Ils m’énervent…
Oui, ils m’énervent, tous ces Suisses –mes
chers compatriotes !- qui prennent prétexte de ses imperfections pour
dauber sur l’Union européenne. Parce qu’elle traverse quelques difficultés, ils
font tout pour empêcher un quelconque rapprochement de la Suisse avec la
Communauté de nos voisins et nous promettent les pires malheurs dans
l’hypothèse –fort improbable d’ailleurs- où nous aurions quelque velléité de
faire partie du club.
Évidemment, on peut ausculter cette Union avec
la petite lorgnette des intérêts purement économiques. Les Suisses foncent sur
leur calculette et estiment « de leur intérêt » de rester en dehors,
tout en slalomant pour tirer quelques avantages d’une tiède fréquentation…de
loin. C’est oublier que, malgré sa
marche parfois fort boiteuse, l’Union européenne est d’abord une communauté
historique de destin, au service de la paix dans notre continent. Cette paix
qui nous a fait si souvent défaut dans les horreurs et terreurs des guerres,
cette paix sans laquelle notre civilisation de liberté et de prospérité ne
pourrait même pas exister.
On ne peut juger sereinement de l’Union
européenne si l’on commence à la dénigrer à la faveur d’une méchante amnésie.

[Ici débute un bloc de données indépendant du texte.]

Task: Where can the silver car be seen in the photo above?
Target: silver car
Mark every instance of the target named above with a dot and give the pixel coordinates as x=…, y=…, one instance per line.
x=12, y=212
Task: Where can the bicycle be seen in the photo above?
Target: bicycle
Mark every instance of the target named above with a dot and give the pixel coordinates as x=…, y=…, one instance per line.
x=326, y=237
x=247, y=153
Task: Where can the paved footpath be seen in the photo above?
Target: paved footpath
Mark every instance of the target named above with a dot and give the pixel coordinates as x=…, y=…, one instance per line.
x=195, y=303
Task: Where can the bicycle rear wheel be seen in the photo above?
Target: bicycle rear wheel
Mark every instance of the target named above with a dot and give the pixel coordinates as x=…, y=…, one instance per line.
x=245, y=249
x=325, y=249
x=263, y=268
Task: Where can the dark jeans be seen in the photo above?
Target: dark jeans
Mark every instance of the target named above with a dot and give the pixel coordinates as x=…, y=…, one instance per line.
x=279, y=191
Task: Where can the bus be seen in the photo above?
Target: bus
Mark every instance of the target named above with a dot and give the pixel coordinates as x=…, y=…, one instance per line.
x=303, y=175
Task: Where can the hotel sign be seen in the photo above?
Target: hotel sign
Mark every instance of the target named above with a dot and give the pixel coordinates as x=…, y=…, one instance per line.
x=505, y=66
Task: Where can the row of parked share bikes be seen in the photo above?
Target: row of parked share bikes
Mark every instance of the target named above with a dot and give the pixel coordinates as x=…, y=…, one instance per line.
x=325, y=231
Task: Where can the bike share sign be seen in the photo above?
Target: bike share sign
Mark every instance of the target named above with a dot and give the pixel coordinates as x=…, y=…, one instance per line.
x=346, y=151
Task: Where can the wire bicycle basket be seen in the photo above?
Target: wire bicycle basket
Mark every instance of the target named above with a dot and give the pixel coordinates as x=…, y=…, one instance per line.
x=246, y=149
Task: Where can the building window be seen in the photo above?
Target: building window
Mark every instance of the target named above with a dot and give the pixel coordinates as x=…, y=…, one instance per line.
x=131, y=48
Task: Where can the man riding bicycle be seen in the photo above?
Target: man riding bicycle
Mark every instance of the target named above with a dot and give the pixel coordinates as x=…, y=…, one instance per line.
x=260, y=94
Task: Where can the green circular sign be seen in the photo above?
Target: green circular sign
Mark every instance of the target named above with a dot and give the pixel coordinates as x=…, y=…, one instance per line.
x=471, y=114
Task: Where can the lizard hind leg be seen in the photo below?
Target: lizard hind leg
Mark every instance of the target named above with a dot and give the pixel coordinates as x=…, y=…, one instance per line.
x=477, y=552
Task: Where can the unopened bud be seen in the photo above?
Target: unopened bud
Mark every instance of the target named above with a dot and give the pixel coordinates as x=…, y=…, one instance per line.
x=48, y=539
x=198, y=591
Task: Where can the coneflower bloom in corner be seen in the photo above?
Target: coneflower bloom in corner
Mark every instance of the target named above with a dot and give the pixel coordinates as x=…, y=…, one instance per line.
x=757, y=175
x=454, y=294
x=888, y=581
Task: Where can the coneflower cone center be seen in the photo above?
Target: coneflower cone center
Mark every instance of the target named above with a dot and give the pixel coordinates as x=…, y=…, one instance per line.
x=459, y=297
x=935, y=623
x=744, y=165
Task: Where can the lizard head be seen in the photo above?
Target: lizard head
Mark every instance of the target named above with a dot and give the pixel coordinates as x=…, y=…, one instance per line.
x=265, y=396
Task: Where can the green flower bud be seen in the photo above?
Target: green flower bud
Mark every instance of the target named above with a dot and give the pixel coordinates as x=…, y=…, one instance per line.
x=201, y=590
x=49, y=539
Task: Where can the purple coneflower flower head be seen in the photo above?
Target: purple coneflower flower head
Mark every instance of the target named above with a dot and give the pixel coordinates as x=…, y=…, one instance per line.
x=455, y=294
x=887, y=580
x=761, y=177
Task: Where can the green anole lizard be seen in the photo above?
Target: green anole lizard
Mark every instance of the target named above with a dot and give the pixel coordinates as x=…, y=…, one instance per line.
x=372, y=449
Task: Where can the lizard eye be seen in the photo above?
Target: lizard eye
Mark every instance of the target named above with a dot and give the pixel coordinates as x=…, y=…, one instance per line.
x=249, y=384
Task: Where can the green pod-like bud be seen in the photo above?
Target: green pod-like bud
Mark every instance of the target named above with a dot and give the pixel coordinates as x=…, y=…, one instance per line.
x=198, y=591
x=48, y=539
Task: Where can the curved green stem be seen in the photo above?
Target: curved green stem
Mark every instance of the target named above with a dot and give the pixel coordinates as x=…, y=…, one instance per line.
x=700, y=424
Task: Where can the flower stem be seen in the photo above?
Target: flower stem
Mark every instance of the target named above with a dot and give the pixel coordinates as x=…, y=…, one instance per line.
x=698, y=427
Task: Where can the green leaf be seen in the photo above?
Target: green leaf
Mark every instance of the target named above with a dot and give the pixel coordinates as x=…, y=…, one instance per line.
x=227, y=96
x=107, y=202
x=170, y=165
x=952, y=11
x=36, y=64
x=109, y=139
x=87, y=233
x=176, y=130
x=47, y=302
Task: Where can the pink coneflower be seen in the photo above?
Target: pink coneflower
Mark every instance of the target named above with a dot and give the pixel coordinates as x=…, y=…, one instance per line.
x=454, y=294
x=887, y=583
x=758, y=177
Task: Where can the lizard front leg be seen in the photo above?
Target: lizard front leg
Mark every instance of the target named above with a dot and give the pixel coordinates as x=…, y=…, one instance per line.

Mes ancêtres ont tous subi les conséquences des guerres européennes, certes à
la manière suisse, autrement dit beaucoup moins cruellement que nos voisins.
N’empêche : mon arrière-grand-père a traversé la guerre de 70, mon
grand-père celle de 14 et mon père celle de 39. Et moi, je suis né au début de
la dernière guerre, avec toutes les atrocités qui suivirent. Quand je visite
Auschwitz, je ne peux oublier que ceux-là et moi, nous sommes contemporains.

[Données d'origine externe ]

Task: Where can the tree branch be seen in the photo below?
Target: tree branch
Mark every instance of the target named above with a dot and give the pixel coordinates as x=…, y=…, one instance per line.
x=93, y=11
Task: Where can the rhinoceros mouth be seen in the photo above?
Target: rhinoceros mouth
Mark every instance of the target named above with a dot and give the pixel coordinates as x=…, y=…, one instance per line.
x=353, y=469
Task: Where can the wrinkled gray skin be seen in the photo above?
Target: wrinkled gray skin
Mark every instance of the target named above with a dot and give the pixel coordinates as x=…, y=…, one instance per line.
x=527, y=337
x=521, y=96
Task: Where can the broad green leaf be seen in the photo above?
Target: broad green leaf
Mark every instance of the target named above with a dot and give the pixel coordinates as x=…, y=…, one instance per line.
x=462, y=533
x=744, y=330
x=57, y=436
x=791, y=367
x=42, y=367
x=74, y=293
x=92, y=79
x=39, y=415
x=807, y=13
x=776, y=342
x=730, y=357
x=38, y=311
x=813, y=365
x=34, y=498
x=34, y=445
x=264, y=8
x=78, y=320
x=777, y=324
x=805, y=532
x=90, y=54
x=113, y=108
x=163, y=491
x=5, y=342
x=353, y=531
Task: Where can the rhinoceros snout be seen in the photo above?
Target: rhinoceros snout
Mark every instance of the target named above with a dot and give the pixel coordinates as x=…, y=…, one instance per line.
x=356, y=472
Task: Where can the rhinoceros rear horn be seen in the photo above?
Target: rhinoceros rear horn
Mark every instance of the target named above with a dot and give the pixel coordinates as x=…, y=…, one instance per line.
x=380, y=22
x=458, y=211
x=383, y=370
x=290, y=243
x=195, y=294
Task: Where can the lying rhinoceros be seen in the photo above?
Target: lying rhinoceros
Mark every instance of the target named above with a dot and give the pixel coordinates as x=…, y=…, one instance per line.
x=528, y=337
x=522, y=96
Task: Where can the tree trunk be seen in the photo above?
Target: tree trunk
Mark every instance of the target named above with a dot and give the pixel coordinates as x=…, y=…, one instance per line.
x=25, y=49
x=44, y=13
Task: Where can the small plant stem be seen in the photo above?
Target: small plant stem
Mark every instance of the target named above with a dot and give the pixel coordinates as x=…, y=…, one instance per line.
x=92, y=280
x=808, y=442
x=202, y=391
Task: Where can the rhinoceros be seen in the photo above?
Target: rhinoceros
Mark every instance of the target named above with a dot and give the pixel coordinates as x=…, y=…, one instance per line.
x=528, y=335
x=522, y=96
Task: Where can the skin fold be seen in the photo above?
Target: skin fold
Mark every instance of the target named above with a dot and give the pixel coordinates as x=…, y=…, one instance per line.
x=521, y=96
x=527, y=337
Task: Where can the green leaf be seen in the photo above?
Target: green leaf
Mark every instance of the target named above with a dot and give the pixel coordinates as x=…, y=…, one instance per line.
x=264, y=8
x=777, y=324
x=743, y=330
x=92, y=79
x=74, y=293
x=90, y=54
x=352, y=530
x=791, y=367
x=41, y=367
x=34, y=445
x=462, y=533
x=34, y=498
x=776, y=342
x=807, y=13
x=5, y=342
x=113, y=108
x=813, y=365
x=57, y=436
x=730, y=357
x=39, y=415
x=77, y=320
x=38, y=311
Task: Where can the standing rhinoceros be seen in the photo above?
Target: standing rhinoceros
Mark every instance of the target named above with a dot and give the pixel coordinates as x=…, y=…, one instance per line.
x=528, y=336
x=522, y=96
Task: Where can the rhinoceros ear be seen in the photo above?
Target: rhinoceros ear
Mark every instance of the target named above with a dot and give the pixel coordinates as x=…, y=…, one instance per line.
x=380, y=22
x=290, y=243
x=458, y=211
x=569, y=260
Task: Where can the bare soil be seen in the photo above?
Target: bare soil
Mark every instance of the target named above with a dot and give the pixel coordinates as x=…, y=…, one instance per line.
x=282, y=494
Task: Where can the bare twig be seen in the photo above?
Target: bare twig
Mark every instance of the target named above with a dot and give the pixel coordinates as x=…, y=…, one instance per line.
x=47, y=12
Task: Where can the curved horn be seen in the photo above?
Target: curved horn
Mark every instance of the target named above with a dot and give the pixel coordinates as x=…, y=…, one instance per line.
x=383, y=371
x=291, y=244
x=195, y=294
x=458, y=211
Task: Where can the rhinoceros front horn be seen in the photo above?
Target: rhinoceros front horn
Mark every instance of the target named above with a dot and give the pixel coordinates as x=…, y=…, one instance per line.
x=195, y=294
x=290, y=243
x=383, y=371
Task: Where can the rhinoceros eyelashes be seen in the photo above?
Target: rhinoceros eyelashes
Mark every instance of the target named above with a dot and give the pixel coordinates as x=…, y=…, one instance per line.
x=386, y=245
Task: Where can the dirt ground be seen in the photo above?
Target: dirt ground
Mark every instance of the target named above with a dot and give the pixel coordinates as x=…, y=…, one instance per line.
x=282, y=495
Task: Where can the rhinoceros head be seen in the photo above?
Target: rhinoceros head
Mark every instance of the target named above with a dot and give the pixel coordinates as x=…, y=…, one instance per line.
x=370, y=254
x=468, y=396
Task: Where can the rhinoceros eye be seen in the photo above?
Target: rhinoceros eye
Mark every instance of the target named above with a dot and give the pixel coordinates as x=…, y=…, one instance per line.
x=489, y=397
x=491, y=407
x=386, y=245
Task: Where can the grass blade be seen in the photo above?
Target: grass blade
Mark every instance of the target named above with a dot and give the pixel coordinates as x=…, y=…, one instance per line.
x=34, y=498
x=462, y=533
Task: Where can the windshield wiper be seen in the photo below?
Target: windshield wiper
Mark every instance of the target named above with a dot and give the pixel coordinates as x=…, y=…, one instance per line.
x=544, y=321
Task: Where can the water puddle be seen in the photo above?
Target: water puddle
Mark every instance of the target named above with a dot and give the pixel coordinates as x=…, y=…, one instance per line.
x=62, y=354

Triste bilan : une guerre par génération !
Depuis lors, notre continent est devenu une
vaste zone de paix durable. Ceux qui ont voulu repasser le sinistre plat des
conflits armés –par exemple dans les Balkans- ont dû rentrer dans leurs casernes.
Maintenant, toutes ces nations cherchent à entrer dans l’Union européenne.
Elles ont compris qu’il y avait là à la fois la garantie de la paix et le gage de
la prospérité.
Par je ne sais quelle grâce, et certainement
aussi par les lourds sacrifices des autres peuples autour de nous, les Suisses
ont échappé au pire depuis plusieurs siècles. La moindre des reconnaissances
serait qu’ils se souviennent de ce qu’ils doivent aussi à leurs voisins, en
plus de leurs propres engagements évidemment.
Toute construction politique demeure fragile. Ceux
qui ont imaginé la nouvelle Europe en prophètes -parmi lesquels de nombreux
chrétiens- , ceux qui l’animent encore en valeureux pionniers, méritent mieux
que les moues parfois sarcastiques de certains Suisses.
Certes, personne ne nous oblige de « faire
partie » du club. Mais du moins cette belle utopie de paix et de
fraternité –malgré toutes ses imperfections- postule de notre part au minimum
une estime reconnaissante, au mieux une collaboration sincère, fût-elle
latérale.
Depuis plus de 70 ans, nous vivons en paix sur
notre Europe, fière à juste titre de sa civilisation multicolore, ancrée dans
le respect des droits humains et dans l’idéal d’une liberté couplée à la
solidarité.
De grâce –car c’en est une-, soutenons les
apôtres d’une solide Union européenne pour assurer un avenir encore meilleur à
notre chère Europe, notre commune patrie.